Severity configuration value Build-time behavior
error Violations appear as build errors and cause builds to fail.
warning Violations appear as build warnings but do not cause builds to fail (unless you have an option set to treat warnings as errors).
suggestion Violations appear as build messages and as suggestions in the Visual Studio IDE. (In Visual Studio, suggestions appear as three gray dots under the first two characters.)
silent Violations aren't visible to the user.

However, for code-style rules, Visual Studio code-generation features still generate code in this style. These rules also participate in cleanup and appear in the Quick Actions and Refactorings menu in Visual Studio.
none Rule is suppressed completely.

However, for code-style rules, Visual Studio code-generation features still generate code in this style.
default The default severity of the rule is used. The default severities for each .NET release are listed in the roslyn-analyzers repo. In that table, "Disabled" corresponds to none, "Hidden" corresponds to silent, and "Info" corresponds to suggestion.


  • Single rule

    To set the rule severity for a single rule, use the following syntax.

    dotnet_diagnostic.<rule ID>.severity = <severity value>
  • Category of rules

    To set the default rule severity for a category of rules, use the following syntax. However, this severity setting only affects rules in that category that are enabled by default.

    dotnet_analyzer_diagnostic.category-<rule category>.severity = <severity value>

    The different categories are listed and described at Rule categories. In addition, you can find the category for a specific rule on its reference page, for example, CA1000.

  • All rules

    To set the default rule severity for all analyzer rules, use the following syntax. However, this severity setting only affects rules that are enabled by default.

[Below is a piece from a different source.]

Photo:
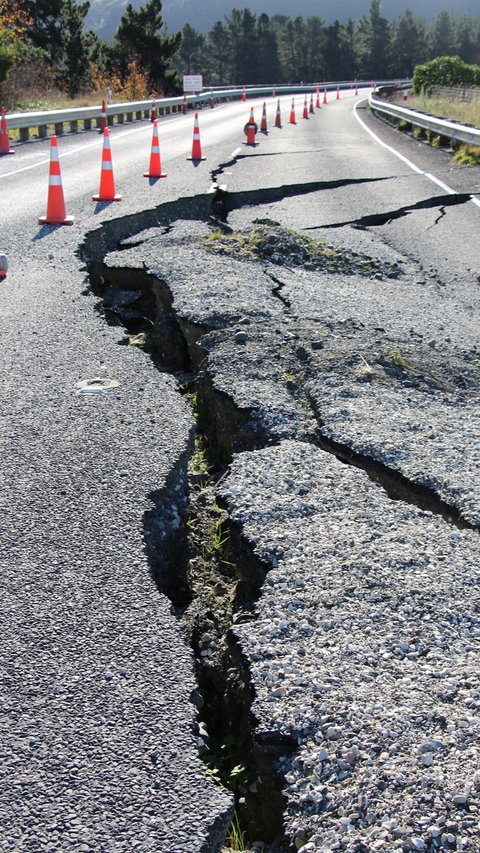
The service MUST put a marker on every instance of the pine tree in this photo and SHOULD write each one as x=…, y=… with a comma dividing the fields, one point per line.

    dotnet_analyzer_diagnostic.severity = <severity value>


When you configure the severity level for multiple rules with a single entry, either for a category of rules or for all rules, the severity only applies to rules that are enabled by default. And if you enable all rules by using the MSBuild properties <AnalysisMode> or <AnalysisLevel>, any bulk dotnet_analyzer_diagnostic options are ignored. For this reason, it's better to enable a category of rules by setting <AnalysisMode<Category>> to All.


The prefix for setting severity for a single rule, dotnet_diagnostic, is slightly different than the prefix for configuring severity via category or for all rules, dotnet_analyzer_diagnostic.


If you have multiple severity configuration entries that can be applied to the same rule ID, precedence is chosen in the following order:

  • An entry for a category takes precedence over an entry for all analyzer rules.
  • An entry for an individual rule by ID takes precedence over an entry for a category.

Consider the following example, where CA1822 has the category "Performance":

dotnet_diagnostic.CA1822.severity = error
dotnet_analyzer_diagnostic.category-performance.severity = warning
dotnet_analyzer_diagnostic.severity = suggestion

In the preceding example, all three severity entries are applicable to CA1822. However, using the specified precedence rules, the first rule ID-based entry wins over the next entries. In this example, CA1822 will have an effective severity of error. All other rules within the "Performance" category will have a severity of warning.

For information about how inter-file precedence is decided, see the Precedence section of the Configuration files article.